Turf Blog 18-07-22

I don’t like too much sun, or excessive heat for that matter, and turfing during the current so-called heat wave, which seems to have sent the media into a Nanny State of warnings, cautions and even news specials, just isn’t to my liking. Yes, I know I’m strange. So, what better excuse to avoid that nasty hot sunshine than to turn turf vampire and head out at night. And where do you think that will be? Yes, of course, Aberlady Bay Nature Reserve.

It was just approaching fully dark around 11.00 pm when I parked in Gullane, beside the Old Smiddy, and unloaded Pugsley from my new ever-so-pleasing Pendle fat-bike-compatible bicycle rack, in a fetching bright orange colour. By the way, I’ve sorted out that most annoying of beeps when reversing (the sensors were detecting the rack mount even without the rack and bike). I discovered a button on the console that switches off the reserving aids. Guess I should really RTFM sometime!

Setting off on Pugsley, I followed the cycle/foot path running alongside the A198, heading back towards Aberlady. Then just before quarry corner, I crossed over the road and onto the golf course. Which golf course I was actually on was uncertain as there are 4 different courses here, one is Luffness New Golf Club and the other three are Gullane Golf Club. Not that it matters really. I crossed holes named Hill and March, then Hole 7 and Hole 10, then along Hole 14, and finally down Hole 13 and across to Hole 12. And if you can follow that, you get a Planet Gary badge, like a Blue Peter badge but virtual. And for my efforts, this brought me out on the path that takes you to the dunes. Just where I wanted to be.
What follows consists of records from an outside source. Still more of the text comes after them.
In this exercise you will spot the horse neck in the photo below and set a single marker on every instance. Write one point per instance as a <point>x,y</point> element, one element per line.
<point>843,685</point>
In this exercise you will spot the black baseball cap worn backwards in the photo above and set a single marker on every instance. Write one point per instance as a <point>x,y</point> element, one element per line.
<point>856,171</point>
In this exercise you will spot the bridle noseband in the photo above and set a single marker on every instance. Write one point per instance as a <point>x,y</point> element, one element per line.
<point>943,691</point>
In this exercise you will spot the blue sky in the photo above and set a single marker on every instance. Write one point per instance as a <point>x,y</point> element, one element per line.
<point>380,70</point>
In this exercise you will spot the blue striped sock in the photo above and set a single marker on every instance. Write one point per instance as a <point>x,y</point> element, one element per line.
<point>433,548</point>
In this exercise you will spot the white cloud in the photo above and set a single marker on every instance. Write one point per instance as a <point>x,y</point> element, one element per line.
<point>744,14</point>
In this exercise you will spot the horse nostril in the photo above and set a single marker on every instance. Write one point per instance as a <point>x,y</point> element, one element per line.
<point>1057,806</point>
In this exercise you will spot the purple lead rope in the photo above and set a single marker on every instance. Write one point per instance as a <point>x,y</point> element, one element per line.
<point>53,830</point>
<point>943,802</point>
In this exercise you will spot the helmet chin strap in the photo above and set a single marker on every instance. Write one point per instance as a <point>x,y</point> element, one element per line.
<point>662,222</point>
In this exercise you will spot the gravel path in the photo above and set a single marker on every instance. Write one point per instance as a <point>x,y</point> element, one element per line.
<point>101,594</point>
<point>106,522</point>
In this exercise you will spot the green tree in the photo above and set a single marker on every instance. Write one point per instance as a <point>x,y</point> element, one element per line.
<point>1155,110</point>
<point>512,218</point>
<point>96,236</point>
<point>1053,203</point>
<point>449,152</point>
Running the Pugsley’s tyres at 8 psi front and 10 psi rear made short work of the path, even the stretches of deep loose dry soft sand, though the legs do need to work that little bit harder. Okay, a lot harder. The main hazards along this path are the sabre-toothed rabbits (mutant escapes from a nearby military R&D facility in Gullane, or so it is said by the locals), a veritable Watership Portadown of rabbits. They were all over the place, running away, running back again, doing what rabbits do most of the time (if you know what I mean), thumping back-leg warnings to other rabbits and playing rabbit chicken with Pugsley. Other hazards were stinging nettles, jaggy Scots thistles, spiky sea buckthorn plants and trying not to fall off Pugsley when swerving to avoid suicidal toads or frogs, not sure which, sitting in the trail. Oh, the fun of fat biking at night.

First zone of the evening was PillBoxWW2, reached through the tussock grass on the landward side of the dunes. Easy enough to reach once you’ve been there a few times. A useful guide is to follow the timber posts and the zone is between, a slightly out from, the two larger bushes. It’s a tricky cycle but can be done. Easier to walk though. Remember to carry a torch so you can have a nosy inside.

After that it was back along the same path, if you can call it that, and out for zone SandySocks. I followed a slightly different route this time, paralleling the sand spit until opposite the zone then veering 90 degrees right and straight for the zone. Out on the open beach I switched off my lights as it was easily light enough to see and I never like attracting unwanted attention. The sound of a marine diesel engine could be head across the Firth of Forth, as well as seabirds such as arctic tern and curlew calling along the shore. I wonder if they ever go to sleep?

I could just see in the darkness, the dark brooding bulk of the concrete mooring block which is located between the two submarine wrecks, so pedalled away in that direction, splashing my way across water channels. The going was quite firm and I soon reached the first of the two subs and quickly took the zone, followed a few minutes later by the second sub wreck zone. These midget subs were XT-type, training craft used for very brave sailors to hone their skills for their attack on the German battleship Tirpitz. They succeeded in causing considerable damage to the pride of the German fleet.

My next zone was TheOldMan located at Gullane Point. So, a nice easy cycle along the beach, stopping a couple of times to paddle in the sea, which was very refreshing in the unseasonably hot weather we are having. I wasn’t tempted to skinny dip, I might add. After taking the zone I followed the dirt track up to the golf course and eventually made my way to Gullane Hill, taking zone GullaneHill, before descending down to Gullane and the car. There was a grasshopper warbler singing in the long grass. It could be mistaken for a cricket or grasshopper but is much louder. And that was that, only a few zones taken but that wasn’t the point of the exercise, that was to simply enjoy a night-ride on the fat-bike at an amazing location, Aberlady Bay Nature Reserve. Back soon.